このように、あなたたちも、人の前で光を輝かしなさい。そうすれば、人はあなたたちのよい行ないを見て、天においでになる御父をあがめるであろう」 
キリストのみことば
(マテオ5の14-16)

キリストの教えを実行するためには何が必要ですか。
キリストの教えを実行するためには、まずなによりも信仰、希望、
愛の超自然徳が必要です。

 カトリック信者としてキリストの教えに基づいた生活をするためには、罪を避けるだけでなく、積極的に徳を修めるように努めなければなりません。

 徳とは善を行ない悪を避ける習慣であり、それは自然徳と超自然徳の2つに分けられます。自然徳は人の天性、環境または教育などによって備わっているもので、これによって人は自然的善を行ないます。これに反して超自然徳は神によって与えられる徳で、人はこれによって超自然の善を行なうことができます。カトリック信者は洗礼をうけるとき、成聖の恩恵といっしょに初めてこの超自然徳をうけますが、勤勉な生活によってこれを育てるなら、ますます高く進んで神に近づくことができるのです。

 超自然的徳、すなわちキリスト教的徳は、その行ないの目的によって対神徳と超自然的倫理徳に分けられます。対神徳は神を直接の目的とする信仰、希望、愛の3つの徳であり、超自然的倫理徳は、キリスト教的生活を直接の目的としています。

 信仰の徳によって、カトリック信者は神を信じるだけでなく、キリストが誤りのないものとしてカトリック教会を樹立なさったこと、またその教えを真理としてことごとく信じます。

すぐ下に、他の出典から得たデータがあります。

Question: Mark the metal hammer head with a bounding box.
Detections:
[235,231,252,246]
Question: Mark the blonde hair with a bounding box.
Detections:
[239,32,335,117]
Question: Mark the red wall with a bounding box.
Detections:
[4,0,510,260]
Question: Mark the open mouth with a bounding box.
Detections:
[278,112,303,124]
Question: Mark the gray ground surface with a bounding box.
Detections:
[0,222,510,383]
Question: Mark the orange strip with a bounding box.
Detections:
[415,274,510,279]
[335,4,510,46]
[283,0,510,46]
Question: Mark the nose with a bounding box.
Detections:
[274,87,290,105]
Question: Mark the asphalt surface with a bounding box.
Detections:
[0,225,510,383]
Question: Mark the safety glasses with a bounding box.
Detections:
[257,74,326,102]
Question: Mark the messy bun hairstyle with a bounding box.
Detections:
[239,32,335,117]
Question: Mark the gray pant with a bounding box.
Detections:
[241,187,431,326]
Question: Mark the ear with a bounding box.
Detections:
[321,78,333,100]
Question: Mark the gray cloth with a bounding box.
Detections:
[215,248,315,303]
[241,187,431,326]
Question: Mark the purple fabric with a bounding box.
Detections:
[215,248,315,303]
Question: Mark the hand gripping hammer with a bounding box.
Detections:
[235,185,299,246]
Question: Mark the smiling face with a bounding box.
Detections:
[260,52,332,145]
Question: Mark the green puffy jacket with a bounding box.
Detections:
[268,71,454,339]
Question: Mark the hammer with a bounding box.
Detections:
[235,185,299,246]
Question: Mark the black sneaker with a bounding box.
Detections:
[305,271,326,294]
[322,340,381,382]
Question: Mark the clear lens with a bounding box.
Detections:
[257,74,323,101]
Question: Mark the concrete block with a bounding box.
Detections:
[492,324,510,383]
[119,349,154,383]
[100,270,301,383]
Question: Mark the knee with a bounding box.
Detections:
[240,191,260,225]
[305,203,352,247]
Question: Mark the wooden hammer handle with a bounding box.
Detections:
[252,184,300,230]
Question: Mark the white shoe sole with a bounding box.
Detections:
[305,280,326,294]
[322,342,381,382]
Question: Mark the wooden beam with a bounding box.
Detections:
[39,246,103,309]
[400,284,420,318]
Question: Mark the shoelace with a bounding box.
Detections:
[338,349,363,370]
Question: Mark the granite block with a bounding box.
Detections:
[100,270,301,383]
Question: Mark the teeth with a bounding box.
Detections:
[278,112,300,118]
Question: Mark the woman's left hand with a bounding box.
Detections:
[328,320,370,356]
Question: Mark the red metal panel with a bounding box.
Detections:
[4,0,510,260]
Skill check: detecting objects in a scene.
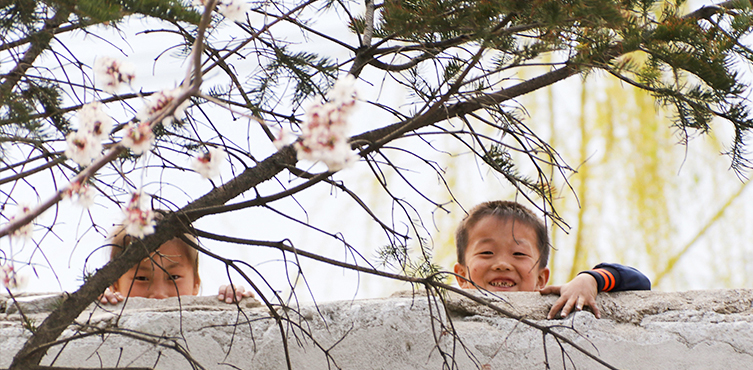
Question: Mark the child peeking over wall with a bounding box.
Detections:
[100,227,253,304]
[455,201,651,319]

 希望の徳を持っている人は、神の御助けを絶対に信頼し、永遠の生命を得るために必要な恩恵を受けることを確信し、それを望みます。

 愛の徳によって、何ものにもまして神を愛し、み旨にかなうために人をも自分のように愛し、神に自分のすべてをささげます。

 超自然的倫理徳によって、カトリック信者として生活していく上の基となるものが与えられているのですから、これを実際の生活で行ないとして表さなければなりません。この徳はたくさんありますが、おもなものは、賢明、正義、剛き、節制、忍耐、けんそんなどです。中でも、賢明、正義、剛き、節制の4つは倫理徳のもとですから、これらを養い育てるのは特にたいせつなことです。また、この4つは扇のかなめのように他の徳の源となるものですから、枢要徳と呼ばれています。

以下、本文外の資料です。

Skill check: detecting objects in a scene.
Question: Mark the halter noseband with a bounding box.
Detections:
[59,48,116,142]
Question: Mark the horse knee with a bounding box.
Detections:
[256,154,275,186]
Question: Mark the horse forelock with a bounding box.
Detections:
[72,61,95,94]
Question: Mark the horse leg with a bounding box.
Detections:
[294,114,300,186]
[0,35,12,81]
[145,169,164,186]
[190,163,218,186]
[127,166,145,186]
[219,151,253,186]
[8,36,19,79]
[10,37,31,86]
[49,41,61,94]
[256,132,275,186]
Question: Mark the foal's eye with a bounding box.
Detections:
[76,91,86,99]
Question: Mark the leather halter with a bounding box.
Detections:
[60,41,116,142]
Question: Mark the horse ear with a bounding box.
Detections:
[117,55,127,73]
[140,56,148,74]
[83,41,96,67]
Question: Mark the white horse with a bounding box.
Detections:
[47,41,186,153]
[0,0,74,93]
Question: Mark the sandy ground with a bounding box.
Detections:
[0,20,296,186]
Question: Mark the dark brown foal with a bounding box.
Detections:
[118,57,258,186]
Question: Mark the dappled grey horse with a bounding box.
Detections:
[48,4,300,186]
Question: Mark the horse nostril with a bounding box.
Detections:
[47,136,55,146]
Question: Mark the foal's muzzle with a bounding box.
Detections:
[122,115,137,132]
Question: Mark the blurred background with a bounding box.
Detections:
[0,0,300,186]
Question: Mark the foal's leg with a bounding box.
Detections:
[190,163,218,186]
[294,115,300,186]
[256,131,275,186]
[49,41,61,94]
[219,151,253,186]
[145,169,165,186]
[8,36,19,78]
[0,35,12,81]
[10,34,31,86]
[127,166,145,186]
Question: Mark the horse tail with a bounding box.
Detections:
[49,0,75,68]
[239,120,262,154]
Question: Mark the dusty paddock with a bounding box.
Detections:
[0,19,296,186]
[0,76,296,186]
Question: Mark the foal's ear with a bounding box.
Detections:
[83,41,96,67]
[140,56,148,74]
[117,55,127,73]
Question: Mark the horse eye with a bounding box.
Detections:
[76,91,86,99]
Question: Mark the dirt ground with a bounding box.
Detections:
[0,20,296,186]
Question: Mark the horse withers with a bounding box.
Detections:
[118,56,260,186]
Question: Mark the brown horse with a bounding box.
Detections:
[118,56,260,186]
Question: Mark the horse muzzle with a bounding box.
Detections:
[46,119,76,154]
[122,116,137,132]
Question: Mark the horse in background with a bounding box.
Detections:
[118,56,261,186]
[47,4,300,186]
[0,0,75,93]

 超自然的に賢明な人は人生の真の目的に従った生活をするためによく考え、それを実行する一番よい手段をきめることができます。

 正義によって人は自分の正しい決心を実行し、人間としての義務を全うするのです。

 剛きのある人は、義務に対する妨げのあるときに、勇気をもって妨害に打ち勝ち義務を果たします。

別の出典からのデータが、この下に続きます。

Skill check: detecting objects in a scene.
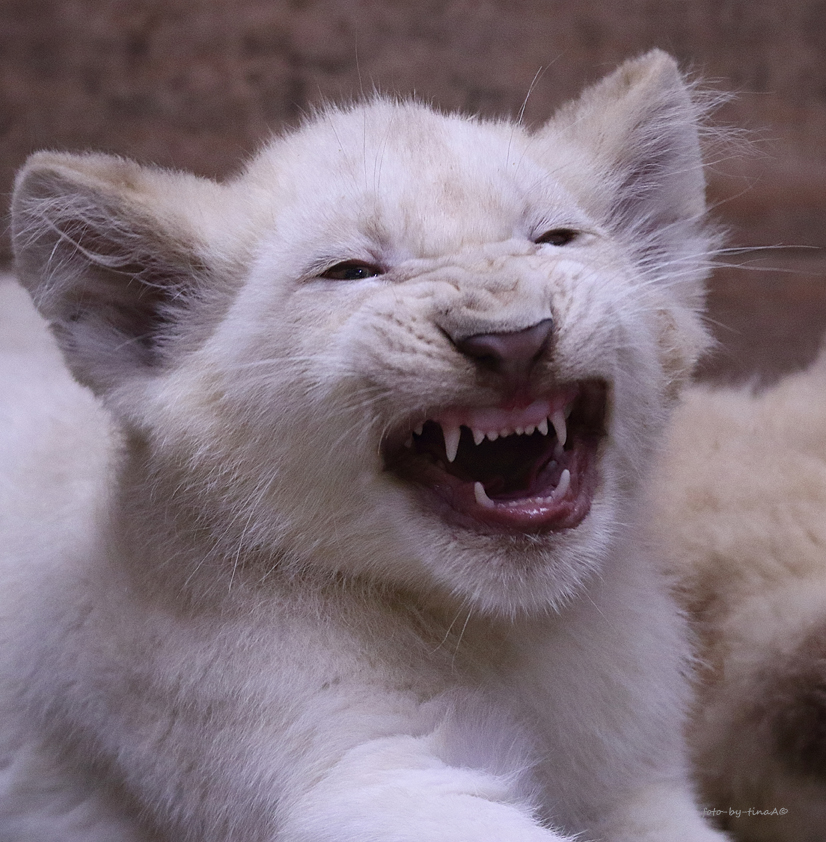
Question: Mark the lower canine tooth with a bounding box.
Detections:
[473,482,494,509]
[553,468,571,500]
[442,427,462,462]
[551,410,568,447]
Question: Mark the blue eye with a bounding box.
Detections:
[319,260,384,281]
[534,228,579,246]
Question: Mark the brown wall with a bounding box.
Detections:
[0,0,826,378]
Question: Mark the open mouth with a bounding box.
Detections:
[385,381,607,532]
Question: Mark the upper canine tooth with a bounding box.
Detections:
[442,425,462,462]
[551,409,568,447]
[473,482,496,509]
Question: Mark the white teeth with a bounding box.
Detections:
[552,468,571,500]
[551,409,568,447]
[473,482,494,509]
[442,427,462,462]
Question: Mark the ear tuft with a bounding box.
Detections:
[12,153,217,390]
[539,50,716,292]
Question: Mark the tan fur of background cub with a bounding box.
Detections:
[652,352,826,842]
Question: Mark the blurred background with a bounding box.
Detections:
[0,0,826,380]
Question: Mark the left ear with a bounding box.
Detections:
[537,50,710,274]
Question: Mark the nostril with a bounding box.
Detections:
[454,319,554,373]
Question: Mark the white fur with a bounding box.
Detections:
[0,52,722,842]
[651,353,826,842]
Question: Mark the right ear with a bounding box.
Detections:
[12,152,225,393]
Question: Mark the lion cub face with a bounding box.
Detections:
[15,53,709,613]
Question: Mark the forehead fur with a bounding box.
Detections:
[235,99,575,257]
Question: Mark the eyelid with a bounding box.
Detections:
[316,258,385,281]
[533,225,582,248]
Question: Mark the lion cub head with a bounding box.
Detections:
[9,51,712,613]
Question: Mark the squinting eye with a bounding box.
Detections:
[534,228,579,246]
[319,260,383,281]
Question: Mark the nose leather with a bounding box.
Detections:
[454,319,554,378]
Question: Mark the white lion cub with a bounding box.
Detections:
[0,52,723,842]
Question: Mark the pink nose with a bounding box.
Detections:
[454,319,554,379]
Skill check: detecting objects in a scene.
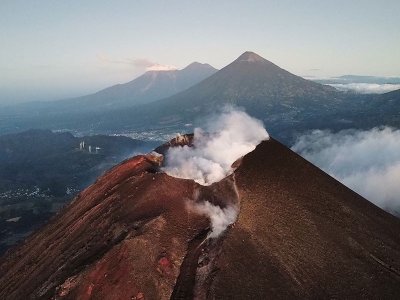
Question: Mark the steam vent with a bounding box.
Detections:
[0,136,400,300]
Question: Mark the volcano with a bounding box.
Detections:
[0,136,400,299]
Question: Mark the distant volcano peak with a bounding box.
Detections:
[237,51,266,62]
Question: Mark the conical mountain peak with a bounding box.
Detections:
[236,51,267,62]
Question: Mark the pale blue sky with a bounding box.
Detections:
[0,0,400,103]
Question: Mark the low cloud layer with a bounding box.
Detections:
[292,127,400,214]
[164,109,269,185]
[328,83,400,94]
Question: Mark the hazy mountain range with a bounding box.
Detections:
[0,52,400,144]
[0,140,400,300]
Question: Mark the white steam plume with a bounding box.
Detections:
[164,108,269,185]
[189,201,238,238]
[292,127,400,215]
[163,108,269,238]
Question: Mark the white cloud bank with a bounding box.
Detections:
[292,127,400,214]
[328,83,400,94]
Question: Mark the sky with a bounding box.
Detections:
[0,0,400,105]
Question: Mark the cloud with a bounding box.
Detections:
[163,107,269,238]
[164,108,269,185]
[327,83,400,94]
[292,127,400,214]
[97,54,177,71]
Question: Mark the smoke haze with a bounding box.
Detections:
[292,127,400,214]
[163,108,269,238]
[164,108,269,185]
[328,83,400,94]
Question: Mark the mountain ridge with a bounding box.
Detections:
[0,139,400,299]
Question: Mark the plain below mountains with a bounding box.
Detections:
[0,139,400,300]
[0,52,400,144]
[0,130,154,254]
[0,62,217,132]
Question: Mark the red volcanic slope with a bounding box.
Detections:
[0,140,400,299]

 節制によって人は自分の欲望が正しい生活の妨げにならないように押え、清い生活を送ることができます。

 これらの徳はいずれもたいせつですが、中でも愛の徳が最も重要です。「愛さない者は神を知らない。神は愛だからである」(ヨハネ1書4の8)と聖書の中にものべられているように、愛はキリスト教的生活の基となるものだからです。